Entführt an Bord eines Nazi-U-Boots: Dr. Guilbert (Henri Vidal, Mitte) Foto: Gaumont

1946 dreht der Franzose René Clément einen bösen Film, den damals alle schnell vergessen wollen. Ein paar Top-Nazis setzen sich gegen Kriegsende nach Südamerika ab. Mit an Bord: ihre Helfershelfer aus anderen Ländern, fast lauter feine Leute. Arte zeigt „Das Boot der Verdammten“ als deutsche Erstausstrahlung.

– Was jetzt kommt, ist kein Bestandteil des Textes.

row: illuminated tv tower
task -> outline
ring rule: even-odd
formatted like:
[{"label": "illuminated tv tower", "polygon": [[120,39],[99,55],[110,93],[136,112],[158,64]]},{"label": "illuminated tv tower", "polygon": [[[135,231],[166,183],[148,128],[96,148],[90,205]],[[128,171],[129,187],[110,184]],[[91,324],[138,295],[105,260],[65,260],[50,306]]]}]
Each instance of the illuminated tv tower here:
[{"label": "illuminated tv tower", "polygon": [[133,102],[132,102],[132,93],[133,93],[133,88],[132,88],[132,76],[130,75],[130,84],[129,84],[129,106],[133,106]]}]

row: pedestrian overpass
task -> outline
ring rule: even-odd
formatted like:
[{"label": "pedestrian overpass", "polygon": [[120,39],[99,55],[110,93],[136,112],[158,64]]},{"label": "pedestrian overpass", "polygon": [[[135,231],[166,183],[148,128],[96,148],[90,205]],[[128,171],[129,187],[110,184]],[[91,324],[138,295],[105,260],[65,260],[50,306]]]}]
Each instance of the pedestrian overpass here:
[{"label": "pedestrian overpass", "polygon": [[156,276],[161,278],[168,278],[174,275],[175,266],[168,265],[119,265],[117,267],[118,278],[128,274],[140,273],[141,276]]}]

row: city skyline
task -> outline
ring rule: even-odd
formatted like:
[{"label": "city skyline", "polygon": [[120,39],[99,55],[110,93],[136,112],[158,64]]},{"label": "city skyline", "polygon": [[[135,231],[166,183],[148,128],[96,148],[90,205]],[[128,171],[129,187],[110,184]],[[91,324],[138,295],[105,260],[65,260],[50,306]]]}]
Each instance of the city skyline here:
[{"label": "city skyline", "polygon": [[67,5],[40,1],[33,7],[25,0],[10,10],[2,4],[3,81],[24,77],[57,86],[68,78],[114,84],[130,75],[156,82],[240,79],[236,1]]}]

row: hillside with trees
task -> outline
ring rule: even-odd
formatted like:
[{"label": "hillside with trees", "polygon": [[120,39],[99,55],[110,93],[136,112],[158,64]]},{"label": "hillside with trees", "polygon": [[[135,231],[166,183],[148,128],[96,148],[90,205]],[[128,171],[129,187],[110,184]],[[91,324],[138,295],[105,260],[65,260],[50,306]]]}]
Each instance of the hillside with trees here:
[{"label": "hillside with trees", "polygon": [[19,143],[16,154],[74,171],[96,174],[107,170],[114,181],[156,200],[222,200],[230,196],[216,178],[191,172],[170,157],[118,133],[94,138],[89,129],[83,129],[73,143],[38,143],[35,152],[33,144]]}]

Stuttgart - Sofort etwas drehen, das unter den Nazis nicht erlaubt gewesen wäre: das war der Wunschtraum aller wichtigen Filmemacher Frankreichs nach 1945. Das sperrigste Projekt setzte René Clement („Nur die Sonne war Zeuge“) um. Der marschierte 1946 in die Victorine Studios in Nizza und ließ ein deutsches U-Boot vom Typ VII C nachbauen, in Originalgröße, mit detaillierten Replikas aller Geräte und Inneneinrichtungen, nur noch komplizierter als das Original. Alles sollte schnell aus- und wieder einbaubar sein, um wechselnde Plätze für Kamera, Ton und Licht zu schaffen. Außerdem sollte sich eine Seite des Boots von der anderen lösen und bei Bedarf auf Schienen verschieben lassen. In dieser aufwendigen Kulisse entstand „Das Boot der Verdammten“.

Kaum aushaltbares Pack

Das U-Boot hier geht nicht auf Feindfahrt. Es nimmt in den letzten Kriegstagen per Geheimorder Schurken des Regimes an Bord, einen General und dessen Geliebte, Kollaborateure aus Italien und Frankreich, einen Waffenentwickler, einen Mitarbeiter aus Himmlers Stab und dessen seltsamen Assistenten. Außerdem verschleppt die Bande einen französischen Arzt, den Erzähler des Films, um unterwegs medizinische Versorgung zu haben. Anfangs ist man mit dem Vorwand eines Auftrags unterwegs: Man soll in Südamerika den neuen Gefechtsstand für die bald nachrückende Führungsriege des Dritten Reiches vorbereiten. Schnell geht es aber nur noch ums eigene Entkommen.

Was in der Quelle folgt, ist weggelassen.